Slowly, the pieces of family, youth ministry, photography and sports coalesced on one small campus. Sarah filed extensive paperwork to gain nursing certification in the U.S., and Rockingham Memorial Hospital held a job until she was able to move to Harrisonburg. Eyre landed a Northlawn residence director position, beginning his career with Residence Life.

His collegiate trajectory, however, veered from physical education after taking a digital photography course with Professor Jerry Holsopple.

“This whole love of photography came back,” says Eyre, switching his major again.

His social justice slant found a home in photography through EMU’s Visual and Communication Arts Department, where, he says, he learned how to “make a photo that tells a story . . . that conveys a message, and a meaningful one at that.”

The graduate

Eyre recently hosted his senior show at the Margaret Gehman Art Gallery.

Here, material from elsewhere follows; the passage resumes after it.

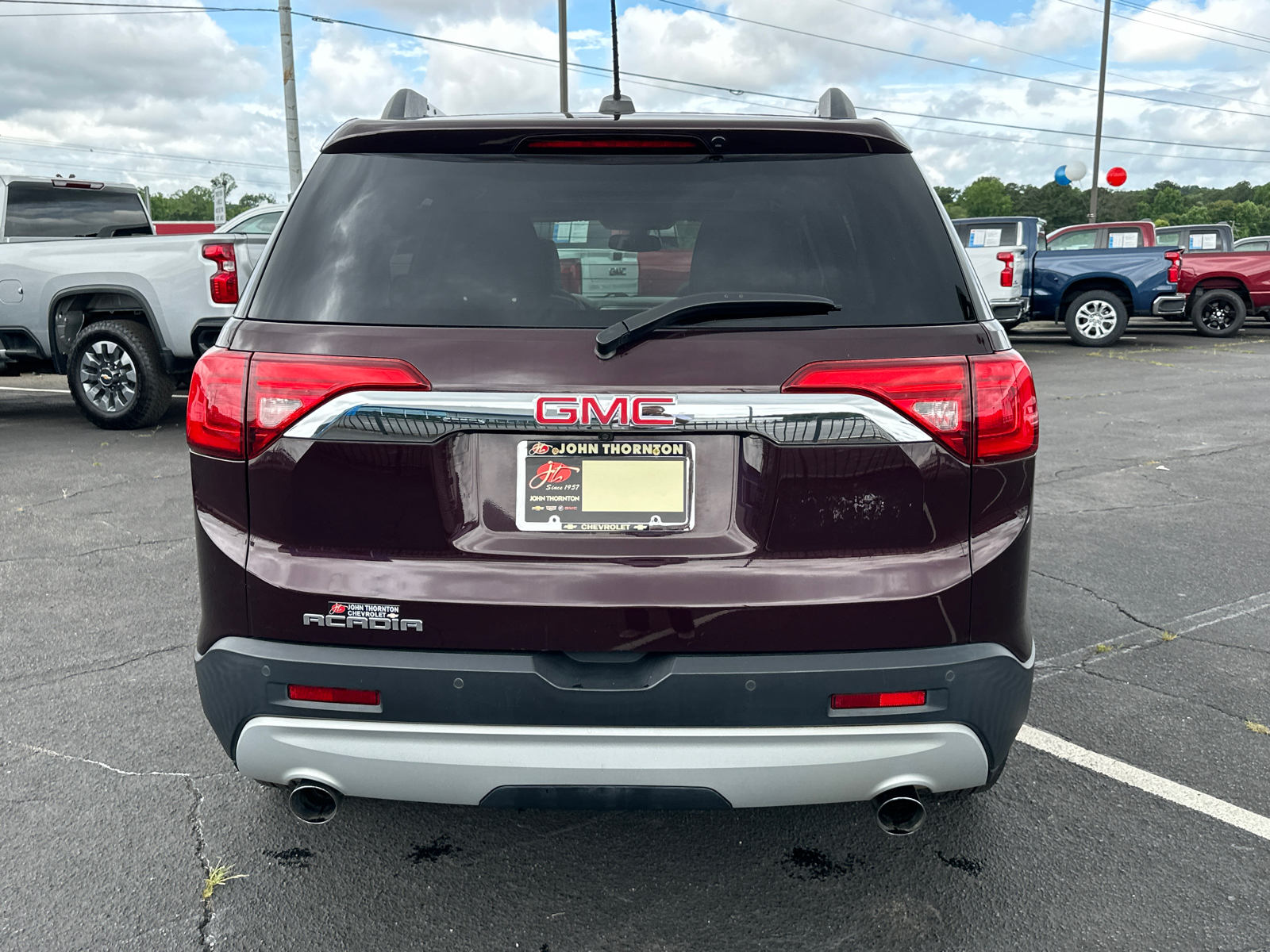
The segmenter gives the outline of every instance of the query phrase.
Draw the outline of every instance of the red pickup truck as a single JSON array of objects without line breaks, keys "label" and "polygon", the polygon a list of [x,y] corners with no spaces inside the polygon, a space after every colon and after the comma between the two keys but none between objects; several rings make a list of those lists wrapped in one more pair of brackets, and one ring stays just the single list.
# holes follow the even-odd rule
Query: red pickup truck
[{"label": "red pickup truck", "polygon": [[1204,336],[1233,336],[1250,314],[1270,319],[1270,251],[1184,255],[1177,293],[1158,298],[1171,310],[1166,301],[1185,302],[1179,314]]}]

Called “5×7: An exploration in isolation in New York City,” he says the works show “people living together in a space, finding spots to be alone, whether by choice or because that’s [of] the cards they’ve been dealt . . . .”

This summer, he travels to Turkey to retrace Paul’s missionary journey. This will fulfill Eyre’s cross-cultural credits, the last remaining piece for him to graduate.

“Most people would try to do that before they’re 34,” he jokes.

But the Red Sea parts in its own time, he says, adding that his current circumstances “are really a God kind of thing, to take different passions and find a way to put them all together in the same space.”